Gonzalo Bareño Canosa
GONZALO BAREÑO ENVIADO ESPECIAL

ESPAÑA

Reconoce que España vive «momentos muy difíciles» y que el país está «embargado», pero promete sacarlo de la crisis contando con todos

18 nov 2011 . Actualizado a las 06:00 h.

Mariano Rajoy había conseguido llegar al final de la campaña sin tener que modificar en ningún momento su plan. Contra viento y marea, había mantenido su estrategia de ofrecer un corto menú en el que los platos principales están precocinados y se repiten todos los días sin que la actualidad diaria interfiera para nada. La suya no es precisamente la cocina de mercado. Pero la presión enorme de las bolsas mundiales contra España, cuya prima de riesgo estuvo ayer durante buena parte del día en niveles de intervención -hasta que el Banco Central Europeo salió al rescate-, le han obligado a cambiar el guion. Su rival en estas elecciones ya no es un Rubalcaba al que ni siquiera nombra y al que da por amortizado, sino unos mercados en los que ve una amenaza a su proyecto de cambiar España desde la independencia política y económica.

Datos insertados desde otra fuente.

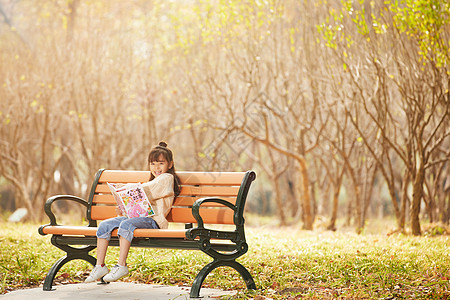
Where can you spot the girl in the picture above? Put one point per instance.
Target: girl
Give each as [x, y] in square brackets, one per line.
[161, 190]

«Vivimos momentos muy difíciles», afirmó ayer en tono serio en el inicio de su mitin en Sevilla, en el que se esforzó en lanzar un mensaje de confianza a los ciudadanos. «España es una gran nación que ha demostrado que se crece en las dificultades, siempre hemos dado la talla en los momentos complejos y volveremos a darla», señaló. Dejando claro que la urgencia de la situación está ya por encima del interés político, Rajoy aseguró que «no es momento de peleas partidistas ni de disputas».

Por la mañana, con los mercados todavía abiertos y apostando contra España, se había resistido a hacer referencia alguna a la actualidad. Pero, por sorpresa, un espontáneo logró que lo hiciera. «¡Estamos embargados!», le gritó uno de los asistentes al mitin de Badajoz. «Embargados estamos ahí, pero vamos a salir, no se preocupe», contestó con rapidez.

El candidato popular se esfuerza en este final de campaña en convencer al resto de países europeos de que pueden confiar en él. «España va a hacer los deberes», llegó afirmar ayer. Pero Rajoy refuerza también el mensaje de que, en caso de gobernar, lo hará sin ataduras y sin someterse a las presiones de nadie. «Si al final los españoles quieren que yo presida el Gobierno de España estaré a las órdenes de todos los españoles y defendiendo únicamente los intereses de España», dijo en un abarrotado pabellón sevillano. «Este es un país con soberanía nacional que quiere estar en el euro», insistió.

Refundar el euro

Poco antes, el exministro de Hacienda Cristóbal Montoro había reconocido también que España se enfrenta a una situación muy compleja. «Qué momento estamos viviendo. Qué día hemos vuelto a tener», señaló el candidato por Sevilla, que aseguró sin embargo que «en los momentos complicados es cuando realmente la política cobra su valor».

Montoro afirmó que el PP tiene una propuesta «de reformas, no de ajustes ni de recortes sobre los más débiles» y defendió el papel protagonista que quiere jugar España en la misión de «refundar el euro».